Hookworm is an intestinal parasite of humans. A polyhydrophobic amino acid (pHAA)-based oral hookworm vaccine candidate with major advantages developed.
- Globally, hookworm infections occur in an estimated 576 to 740 million people
- A new polyhydrophobic amino acid (pHAA)-based vaccine candidate effective against hookworm infections developed
- The vaccine can be orally self-administered
What are the traditional vaccines used against hookworm infections?
- Early hookworm vaccines for veterinary purposes utilize whole parasite larvae-based approaches, which are shown to be not safe.
- Traditional vaccines are typically injectable, so it is not possible to use hookworm parasite (1 cm in size).
- Recombinant forms of larval antigens, e.g., Ancylostoma secretory protein-2 (ASP-2), cause strong allergenic responses in vaccinated human subjects.
How is the oral hookworm vaccine different from traditional vaccines?
- The newly developed polyhydrophobic amino acid (pHAA)-based vaccine candidate has major advantages.
- The hookworm vaccine is peptide-based and do not use whole pathogen/microbe as the vaccine material.
Advantages of oral hookworm vaccine
- It uses only minimal antigenic fragment (p3) of a pathogen protein (APR-1) therefore there is no risk to induce allergic responses, which was reported previously in hookworm vaccine trials in humans.
- This vaccine does not need an adjuvant (immune stimulator), which enhances vaccine safety, as adjuvant can cause side effects.
- The vaccine is not only effective upon injection, but effective after oral administration.
- The vaccine is stable and cheap.
How oral hookworm vaccine reduces worms?
- The alternate vaccine reduced the number of worms by 30% to 40%, whereas the newly developed oral peptide vaccine decreases worms by 94% based on PHAA-p3.
- The current studies are performed on mice.

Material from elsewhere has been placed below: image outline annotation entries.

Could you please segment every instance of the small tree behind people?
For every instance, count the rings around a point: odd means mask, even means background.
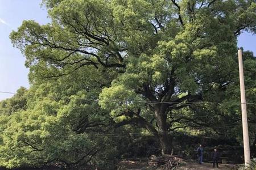
[[[200,144],[197,148],[197,155],[199,163],[201,164],[203,162],[203,147],[201,144]]]

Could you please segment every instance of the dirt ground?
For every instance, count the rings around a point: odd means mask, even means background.
[[[199,164],[197,163],[189,162],[186,165],[179,168],[177,170],[234,170],[237,169],[238,168],[237,165],[219,164],[218,168],[216,167],[214,168],[212,164],[203,163],[202,164]]]
[[[149,167],[146,162],[138,161],[122,161],[119,163],[119,170],[162,170],[161,168]],[[203,163],[199,164],[195,162],[189,162],[186,165],[178,168],[177,170],[235,170],[237,165],[219,164],[219,168],[213,168],[212,164]]]

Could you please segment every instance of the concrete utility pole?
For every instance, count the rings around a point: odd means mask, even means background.
[[[247,121],[246,101],[245,101],[245,82],[243,79],[243,60],[242,50],[238,50],[239,76],[240,78],[241,106],[242,108],[242,122],[243,125],[243,152],[245,164],[248,166],[250,163],[250,144]]]

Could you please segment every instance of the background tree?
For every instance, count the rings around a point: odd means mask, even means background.
[[[52,22],[24,21],[10,35],[31,74],[59,77],[85,66],[111,73],[100,104],[117,126],[146,128],[163,154],[172,149],[171,115],[228,85],[237,36],[255,30],[254,1],[43,2]]]

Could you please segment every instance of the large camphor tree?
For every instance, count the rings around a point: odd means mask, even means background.
[[[10,35],[30,76],[59,77],[88,66],[96,69],[96,76],[112,73],[110,83],[101,86],[100,105],[116,127],[146,128],[163,154],[172,150],[168,132],[183,121],[175,115],[193,103],[211,101],[209,91],[229,85],[237,36],[256,28],[253,0],[43,3],[51,23],[24,21]]]

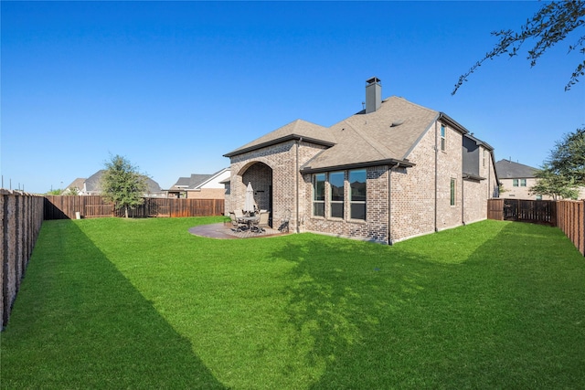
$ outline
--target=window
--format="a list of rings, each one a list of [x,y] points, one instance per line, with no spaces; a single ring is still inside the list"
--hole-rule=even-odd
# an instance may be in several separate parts
[[[441,150],[445,151],[445,125],[441,125]]]
[[[331,185],[329,215],[334,218],[344,217],[344,173],[332,172],[329,174]]]
[[[313,215],[325,216],[325,174],[313,176]]]
[[[366,220],[366,170],[349,171],[349,217]]]

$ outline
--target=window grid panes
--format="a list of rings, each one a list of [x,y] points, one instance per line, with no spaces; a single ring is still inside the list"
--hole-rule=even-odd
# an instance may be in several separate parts
[[[349,171],[349,216],[366,220],[366,170]]]
[[[344,217],[344,173],[333,172],[329,174],[330,203],[329,216],[334,218]]]
[[[445,151],[445,126],[441,125],[441,150]]]
[[[325,216],[325,174],[313,176],[313,215]]]

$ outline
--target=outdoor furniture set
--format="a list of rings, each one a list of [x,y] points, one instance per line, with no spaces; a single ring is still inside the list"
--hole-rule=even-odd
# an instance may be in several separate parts
[[[254,233],[264,233],[269,222],[268,210],[260,210],[254,213],[243,213],[241,210],[229,212],[232,230],[236,232],[250,231]]]

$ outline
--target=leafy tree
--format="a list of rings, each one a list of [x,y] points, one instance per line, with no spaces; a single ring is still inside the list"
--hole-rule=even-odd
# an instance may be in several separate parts
[[[55,190],[47,191],[47,193],[45,195],[61,195],[62,192],[63,192],[62,189],[57,188]]]
[[[69,196],[78,195],[79,194],[80,194],[80,189],[78,187],[66,188],[61,193],[61,195],[69,195]]]
[[[532,194],[577,199],[580,185],[585,185],[585,128],[565,134],[555,144],[549,158],[537,174]]]
[[[551,168],[579,185],[585,185],[585,127],[557,142],[548,160]]]
[[[579,195],[575,181],[570,177],[556,174],[550,165],[545,164],[535,176],[537,179],[537,184],[530,187],[530,194],[549,195],[554,200],[559,197],[577,199]]]
[[[520,32],[512,30],[494,31],[492,35],[498,37],[500,40],[494,48],[485,54],[485,57],[477,61],[467,73],[462,75],[451,92],[454,95],[457,90],[467,81],[467,77],[473,73],[485,60],[494,59],[503,54],[509,57],[517,56],[522,45],[528,39],[537,39],[532,49],[528,50],[526,59],[530,60],[530,66],[534,67],[537,60],[548,48],[564,40],[567,36],[585,24],[585,0],[553,1],[543,2],[543,6],[520,27]],[[578,50],[585,53],[585,35],[577,39],[577,42],[569,46],[569,52]],[[585,75],[585,60],[575,68],[565,90],[570,90],[576,84],[580,76]]]
[[[130,207],[140,206],[147,189],[146,176],[138,173],[127,159],[115,155],[105,163],[106,172],[101,176],[101,191],[116,209],[123,208],[128,217]]]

Further studies are planned on hamster and dogs.
- The vaccine is peptide-based, so it is stable in normal storage and transport environment.
- The exact timespan and temperature range will be determined in the future.
Oral hookworm vaccine trial on humans
- Hookworm vaccines do not need to achieve sterilizing protection, i.e., 100% worm reduction, as 80% worm burden reduction in humans is modelled to have a highly positive impact in hookworm-epidemic areas.
- Moreover, hookworm-related morbidity is directly linked to infection intensity, and controlled, low-burden experimental human hookworm infection is well tolerated and has even been shown to carry some health benefits in humans.
- Thus, the vaccine candidates are highly promising and should be progressed to human testing.